Court fines restaurant $72,000 over exploitation of foreign worker
5 April 2012
The operators of a suburban Melbourne restaurant have been fined $72,000 for exploiting a cook recruited from India.
The Federal Magistrates Court imposed the penalty following an investigation and litigation by the Fair Work Ombudsman.
Taj Palace Tandoori Indian Restaurant Pty Ltd, which operates a restaurant of the same name on Nicholson Street, Footscray, has been fined $60,000.
Restaurant manager and part-owner Nathi Singh Rawat, of Sydenham, has been fined a further $12,000.
The restaurant sponsored the cook, an Indian man in his 30s who spoke little English, to come to Australia on a 457 work visa.
He was paid a flat rate of $752 a week, often working 60 to 70 hours, including nights and weekends.
The cook was underpaid his minimum hourly rate, shift allowances, annual leave entitlements and penalty rates for overtime, night, weekend and public holiday work.
Over a 10-month period in 2008-9 he was underpaid a total of $24,217.
Federal Magistrate Grant Riethmuller found that the employee was vulnerable and it was likely that his ability to understand and exercise his rights would have been hampered.
“A feature of Australian society that is particularly attractive to immigrants from around the world is the industrial law system that attempts to ensure fair wages and working conditions for employees,” Federal Magistrate Riethmuller said.
“The employee in this case was more vulnerable than the average Australian worker as his visa was conditional upon his employment, and he came from a country where wages and working conditions are very poor.
“In the context of this case, it appears that this was simply an exploitation of a foreign worker.”
The Fair Work Ombudsman first investigated the matter when the employee lodged a complaint in 2009.
The restaurant back-paid the employee’s outstanding entitlements in 2010.

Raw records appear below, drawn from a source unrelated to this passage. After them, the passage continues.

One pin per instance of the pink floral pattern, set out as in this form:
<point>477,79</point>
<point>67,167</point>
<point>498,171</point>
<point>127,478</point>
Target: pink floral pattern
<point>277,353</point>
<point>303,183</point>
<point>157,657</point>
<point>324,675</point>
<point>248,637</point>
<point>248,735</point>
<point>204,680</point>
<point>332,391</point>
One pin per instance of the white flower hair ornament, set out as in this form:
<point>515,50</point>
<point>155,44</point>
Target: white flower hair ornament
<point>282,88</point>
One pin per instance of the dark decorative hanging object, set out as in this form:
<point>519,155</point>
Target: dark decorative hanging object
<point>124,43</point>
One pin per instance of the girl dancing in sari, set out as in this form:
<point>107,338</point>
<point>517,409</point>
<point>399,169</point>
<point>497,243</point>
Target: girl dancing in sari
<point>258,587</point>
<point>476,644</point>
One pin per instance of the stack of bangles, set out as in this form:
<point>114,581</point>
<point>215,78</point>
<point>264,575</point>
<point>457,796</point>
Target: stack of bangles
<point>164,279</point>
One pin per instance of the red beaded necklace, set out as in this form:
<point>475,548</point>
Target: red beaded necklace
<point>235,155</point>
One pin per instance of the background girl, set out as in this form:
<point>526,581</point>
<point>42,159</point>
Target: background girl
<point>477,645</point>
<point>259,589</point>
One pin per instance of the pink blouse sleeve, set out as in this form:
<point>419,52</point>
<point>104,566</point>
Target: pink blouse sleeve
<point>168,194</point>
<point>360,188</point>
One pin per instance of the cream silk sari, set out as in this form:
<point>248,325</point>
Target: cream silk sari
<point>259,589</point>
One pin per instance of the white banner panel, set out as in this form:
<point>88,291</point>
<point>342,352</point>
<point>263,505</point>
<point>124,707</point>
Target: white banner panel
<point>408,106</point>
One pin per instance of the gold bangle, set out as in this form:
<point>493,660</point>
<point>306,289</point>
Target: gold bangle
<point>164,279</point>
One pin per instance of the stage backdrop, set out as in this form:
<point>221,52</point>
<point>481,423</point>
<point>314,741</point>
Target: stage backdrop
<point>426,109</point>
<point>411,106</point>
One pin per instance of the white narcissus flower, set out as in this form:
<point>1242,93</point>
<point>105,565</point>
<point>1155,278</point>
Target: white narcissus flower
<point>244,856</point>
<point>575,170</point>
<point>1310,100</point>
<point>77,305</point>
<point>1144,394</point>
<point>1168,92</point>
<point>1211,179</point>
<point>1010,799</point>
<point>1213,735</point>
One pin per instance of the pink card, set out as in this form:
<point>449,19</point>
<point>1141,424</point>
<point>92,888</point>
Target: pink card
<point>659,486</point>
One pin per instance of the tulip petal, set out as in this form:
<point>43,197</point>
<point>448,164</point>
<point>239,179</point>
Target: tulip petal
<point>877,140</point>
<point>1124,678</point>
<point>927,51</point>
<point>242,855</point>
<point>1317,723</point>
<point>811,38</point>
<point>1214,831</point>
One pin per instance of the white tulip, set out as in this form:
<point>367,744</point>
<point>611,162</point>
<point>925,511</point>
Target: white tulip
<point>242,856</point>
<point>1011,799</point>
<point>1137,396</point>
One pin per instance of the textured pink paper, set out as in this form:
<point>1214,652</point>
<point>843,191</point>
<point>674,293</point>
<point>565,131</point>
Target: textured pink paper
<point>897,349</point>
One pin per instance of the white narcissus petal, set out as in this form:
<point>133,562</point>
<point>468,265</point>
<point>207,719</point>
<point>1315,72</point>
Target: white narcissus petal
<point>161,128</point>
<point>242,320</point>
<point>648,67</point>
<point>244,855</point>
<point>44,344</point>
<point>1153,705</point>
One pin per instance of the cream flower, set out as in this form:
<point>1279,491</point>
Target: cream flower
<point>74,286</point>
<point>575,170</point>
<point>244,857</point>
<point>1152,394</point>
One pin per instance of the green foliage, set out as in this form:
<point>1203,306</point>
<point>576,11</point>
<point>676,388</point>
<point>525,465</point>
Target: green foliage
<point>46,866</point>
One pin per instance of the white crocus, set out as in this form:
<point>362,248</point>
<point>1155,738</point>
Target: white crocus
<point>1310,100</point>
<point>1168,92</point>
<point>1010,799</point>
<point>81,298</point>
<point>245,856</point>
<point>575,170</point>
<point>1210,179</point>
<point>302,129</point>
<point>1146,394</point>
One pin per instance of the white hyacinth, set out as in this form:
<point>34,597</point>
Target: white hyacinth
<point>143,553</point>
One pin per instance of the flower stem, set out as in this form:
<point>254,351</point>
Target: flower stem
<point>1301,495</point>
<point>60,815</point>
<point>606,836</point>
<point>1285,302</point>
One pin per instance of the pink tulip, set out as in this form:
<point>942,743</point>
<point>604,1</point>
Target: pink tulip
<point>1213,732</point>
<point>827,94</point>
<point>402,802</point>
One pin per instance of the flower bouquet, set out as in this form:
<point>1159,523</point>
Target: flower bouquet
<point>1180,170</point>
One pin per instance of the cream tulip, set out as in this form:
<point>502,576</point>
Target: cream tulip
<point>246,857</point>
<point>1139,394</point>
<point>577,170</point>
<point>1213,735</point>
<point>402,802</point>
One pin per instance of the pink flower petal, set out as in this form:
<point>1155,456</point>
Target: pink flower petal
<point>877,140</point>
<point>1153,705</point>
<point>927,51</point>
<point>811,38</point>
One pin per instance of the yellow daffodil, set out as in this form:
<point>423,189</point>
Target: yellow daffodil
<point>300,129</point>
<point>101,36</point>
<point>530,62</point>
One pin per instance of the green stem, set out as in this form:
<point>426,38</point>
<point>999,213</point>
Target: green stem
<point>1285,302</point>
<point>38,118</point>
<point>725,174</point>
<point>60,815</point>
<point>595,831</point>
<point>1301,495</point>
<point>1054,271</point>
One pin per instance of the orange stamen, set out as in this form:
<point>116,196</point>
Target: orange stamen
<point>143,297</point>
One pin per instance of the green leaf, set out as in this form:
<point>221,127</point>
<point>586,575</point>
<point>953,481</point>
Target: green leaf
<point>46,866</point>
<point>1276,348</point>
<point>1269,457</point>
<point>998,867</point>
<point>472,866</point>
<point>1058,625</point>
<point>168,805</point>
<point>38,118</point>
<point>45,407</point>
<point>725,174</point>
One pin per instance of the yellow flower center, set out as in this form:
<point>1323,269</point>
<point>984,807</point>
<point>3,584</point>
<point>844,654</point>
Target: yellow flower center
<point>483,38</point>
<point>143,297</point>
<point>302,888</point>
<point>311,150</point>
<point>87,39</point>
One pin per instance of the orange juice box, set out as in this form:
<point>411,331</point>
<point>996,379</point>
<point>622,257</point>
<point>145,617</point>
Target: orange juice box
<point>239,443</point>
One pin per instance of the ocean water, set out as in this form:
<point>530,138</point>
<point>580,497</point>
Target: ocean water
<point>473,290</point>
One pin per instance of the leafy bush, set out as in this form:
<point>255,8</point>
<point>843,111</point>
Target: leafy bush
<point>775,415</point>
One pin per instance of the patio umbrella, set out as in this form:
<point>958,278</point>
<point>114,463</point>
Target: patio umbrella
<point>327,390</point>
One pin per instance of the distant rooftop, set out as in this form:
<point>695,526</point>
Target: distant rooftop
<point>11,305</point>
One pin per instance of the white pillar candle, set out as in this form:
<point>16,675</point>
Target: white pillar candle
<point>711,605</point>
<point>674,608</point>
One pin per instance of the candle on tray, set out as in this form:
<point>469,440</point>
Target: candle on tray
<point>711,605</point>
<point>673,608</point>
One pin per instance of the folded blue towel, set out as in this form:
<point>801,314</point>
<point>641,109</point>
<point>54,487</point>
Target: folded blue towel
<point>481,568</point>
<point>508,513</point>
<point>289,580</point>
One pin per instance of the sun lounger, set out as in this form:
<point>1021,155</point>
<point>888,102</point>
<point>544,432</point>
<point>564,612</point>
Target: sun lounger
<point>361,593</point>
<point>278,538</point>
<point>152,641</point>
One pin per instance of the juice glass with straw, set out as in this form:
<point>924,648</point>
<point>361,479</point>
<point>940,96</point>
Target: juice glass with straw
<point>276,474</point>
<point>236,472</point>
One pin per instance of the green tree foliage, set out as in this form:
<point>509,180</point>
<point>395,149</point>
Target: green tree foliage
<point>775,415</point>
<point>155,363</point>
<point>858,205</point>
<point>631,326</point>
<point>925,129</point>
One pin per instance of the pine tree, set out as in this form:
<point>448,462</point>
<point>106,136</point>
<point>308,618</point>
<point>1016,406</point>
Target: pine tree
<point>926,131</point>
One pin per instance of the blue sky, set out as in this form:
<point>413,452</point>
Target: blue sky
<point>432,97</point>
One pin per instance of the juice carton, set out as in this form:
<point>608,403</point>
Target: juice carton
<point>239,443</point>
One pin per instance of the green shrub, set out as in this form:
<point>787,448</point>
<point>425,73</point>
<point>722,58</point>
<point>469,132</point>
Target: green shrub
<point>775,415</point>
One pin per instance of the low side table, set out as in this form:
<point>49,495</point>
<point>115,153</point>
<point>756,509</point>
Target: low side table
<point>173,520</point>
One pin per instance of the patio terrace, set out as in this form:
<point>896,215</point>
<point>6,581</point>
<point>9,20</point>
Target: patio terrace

Fair Work Ombudsman Nicholas Wilson says the penalty illustrates that the Courts are taking a dim view of employers who exploit their staff.
“We treat cases involving the exploitation of vulnerable foreign workers very seriously,” he said.
The Fair Work Ombudsman also found that restaurant had failed to keep proper employment records and issue pay slips to the employee.
In his judgment on the case, Federal Magistrate Riethmuller re-iterated the importance of employers complying with their obligations.
“The need to ensure compliance, particularly with respect to vulnerable workers, such as those on work visas, those who come to Australia without strong language skills, and those with little education, is crucial to a just society and the avoidance of exploitation,” he said.
“Proper pay slips allow employees to understand how their pay is calculated and therefore easily obtain advice.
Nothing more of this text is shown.